46 Jahre arbeitsfreier Nationalfeiertag


Am 26. Oktober wird also wieder der österreichische Nationalfeiertag begangen, der Österreichs Identität mit dem Gesetz über die immerwährende Neutralität verquickt, dass an diesem Tag 1955 beschlossen wurde. Allerdings war es nicht der 26. Oktober, der in Gefolge des Staatsvertrags von Wien zum allgemeinen Feiertag ausgerufen wurde, sondern der 8. Dezember. Nach einer großen Unterschriftenaktion, an der sich rund 1,5 Millionen Menschen beteiligt hatten, wurde mit Bundesgesetz vom 18. November 1955 Mariä Empfängnis arbeitsfrei.

Dahinter steckte u.a. der Rosenkranz-Sühnekreuzzug des Franziskanerpaters Petrus Pavlicek. Der spätberufene P. Petrus gründete diese Gebetsbewegung unter dem Eindruck des Weltkriegs. Zu ihren Anliegen gehörte auch die vollständige Freiheit Österreichs. 1955 waren dann bereits über eine halbe Million Österreicher Mitglieder dieser Gemeinschaft, darunter auch Leopold Figl und Julius Raab, und beteten für einen baldigen Staatsvertrag. Pavlicek setzte sich auch für die Wiedereinführung von Mariä Empfängnis ein, das ja bis zum Anschluss in Österreich seit Jahrhunderten ein wichtiger Feiertag war: Kaiser Ferdinand III. soll ihn aus Dank über die Ende der Schwedenkriege im 17. Jahrhundert zum allgemeinen Feiertag erhoben haben.

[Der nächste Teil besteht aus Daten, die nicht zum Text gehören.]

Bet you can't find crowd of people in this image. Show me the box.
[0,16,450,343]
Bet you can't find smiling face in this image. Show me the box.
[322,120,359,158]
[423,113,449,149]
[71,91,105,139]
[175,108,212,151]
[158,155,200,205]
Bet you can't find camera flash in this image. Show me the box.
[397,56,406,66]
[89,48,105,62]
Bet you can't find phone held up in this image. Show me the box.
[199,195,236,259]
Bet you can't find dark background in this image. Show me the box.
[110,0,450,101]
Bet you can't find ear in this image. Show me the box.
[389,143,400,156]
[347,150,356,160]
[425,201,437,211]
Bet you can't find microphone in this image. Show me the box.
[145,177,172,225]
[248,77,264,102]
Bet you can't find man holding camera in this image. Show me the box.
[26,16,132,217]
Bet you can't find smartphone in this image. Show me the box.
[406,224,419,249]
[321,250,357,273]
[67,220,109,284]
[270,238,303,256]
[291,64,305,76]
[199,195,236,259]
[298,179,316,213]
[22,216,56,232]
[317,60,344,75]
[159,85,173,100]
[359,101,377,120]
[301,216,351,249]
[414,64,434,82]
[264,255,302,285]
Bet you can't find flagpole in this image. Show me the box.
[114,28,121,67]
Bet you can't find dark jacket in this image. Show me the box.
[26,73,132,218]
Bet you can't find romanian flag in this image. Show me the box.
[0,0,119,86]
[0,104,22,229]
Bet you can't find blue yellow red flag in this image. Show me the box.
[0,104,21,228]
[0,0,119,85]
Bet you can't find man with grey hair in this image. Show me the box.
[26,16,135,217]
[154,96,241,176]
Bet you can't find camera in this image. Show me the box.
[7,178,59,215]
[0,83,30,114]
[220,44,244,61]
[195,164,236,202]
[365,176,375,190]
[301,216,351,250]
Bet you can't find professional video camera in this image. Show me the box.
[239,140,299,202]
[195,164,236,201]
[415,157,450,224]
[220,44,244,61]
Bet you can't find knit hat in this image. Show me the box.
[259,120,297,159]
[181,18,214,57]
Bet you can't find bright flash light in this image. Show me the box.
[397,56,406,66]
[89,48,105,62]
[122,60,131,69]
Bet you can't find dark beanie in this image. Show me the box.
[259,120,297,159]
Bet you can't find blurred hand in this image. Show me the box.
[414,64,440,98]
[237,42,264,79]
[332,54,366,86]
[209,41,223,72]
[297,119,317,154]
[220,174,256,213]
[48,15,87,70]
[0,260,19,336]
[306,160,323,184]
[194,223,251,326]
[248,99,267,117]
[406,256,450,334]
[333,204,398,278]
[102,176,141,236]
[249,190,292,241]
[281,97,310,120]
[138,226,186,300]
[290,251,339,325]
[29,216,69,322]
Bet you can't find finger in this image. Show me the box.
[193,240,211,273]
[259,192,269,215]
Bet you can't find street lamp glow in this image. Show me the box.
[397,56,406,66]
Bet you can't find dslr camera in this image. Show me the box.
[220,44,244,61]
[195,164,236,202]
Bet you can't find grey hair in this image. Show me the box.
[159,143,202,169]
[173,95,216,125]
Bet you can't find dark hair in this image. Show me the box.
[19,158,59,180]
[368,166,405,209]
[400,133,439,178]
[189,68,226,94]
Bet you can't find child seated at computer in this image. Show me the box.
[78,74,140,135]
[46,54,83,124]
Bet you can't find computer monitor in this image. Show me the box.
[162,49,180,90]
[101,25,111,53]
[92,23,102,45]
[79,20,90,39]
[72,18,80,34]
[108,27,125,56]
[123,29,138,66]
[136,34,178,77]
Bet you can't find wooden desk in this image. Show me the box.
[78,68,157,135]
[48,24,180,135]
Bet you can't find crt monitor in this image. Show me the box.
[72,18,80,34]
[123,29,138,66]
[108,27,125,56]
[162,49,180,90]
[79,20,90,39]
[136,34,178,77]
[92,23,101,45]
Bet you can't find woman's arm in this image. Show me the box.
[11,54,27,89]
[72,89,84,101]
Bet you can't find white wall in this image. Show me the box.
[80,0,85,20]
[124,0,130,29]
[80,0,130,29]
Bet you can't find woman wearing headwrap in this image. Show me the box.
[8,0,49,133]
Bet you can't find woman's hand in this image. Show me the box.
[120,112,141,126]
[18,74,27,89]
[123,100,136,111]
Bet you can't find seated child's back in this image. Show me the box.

Der Nationalfeiertag wurde dagegen erst von der ÖVP-Alleinregierung 1967 in den Rang eines arbeitsfreien Tags erhoben. Im „Bundesgesetz vom 28. Juni 1967 über den österreichischen Nationalfeiertag“ heißt es in einer Präambel — ein in der österreichichen Legistik glücklicherweise seltenes Mittel: „Eingedenk der Tatsache, daß Österreich am 26. Oktober 1955 mit dem Bundesverfassungsgesetz BGBl. Nr. 211/1955 über die Neutralität Österreichs seinen Willen erklärt hat, für alle Zukunft und unter allen Umständen seine Unabhängigkeit zu wahren und sie mit allen zu Gebote stehenden Mitteln zu verteidigen, und in eben demselben Bundesverfassungsgesetz seine immerwährende Neutralität festgelegt hat, und in der Einsicht des damit bekundeten Willens, als dauernd neutraler Staat einen wertvollen Beitrag zum Frieden in der Welt leisten zu können, hat der Nationalrat beschlossen: […]“

Die selbe Präambel wurde bereits beim Vorgängergesetz vom 25. Oktober 1965 verwendet, mit dem die damalige ÖVP-SPÖ-Koalition den 26. Oktober zum Nationalfeiertag bestimmt hat, aber ausdrücklich ohne ihn arbeitsfrei zu geben.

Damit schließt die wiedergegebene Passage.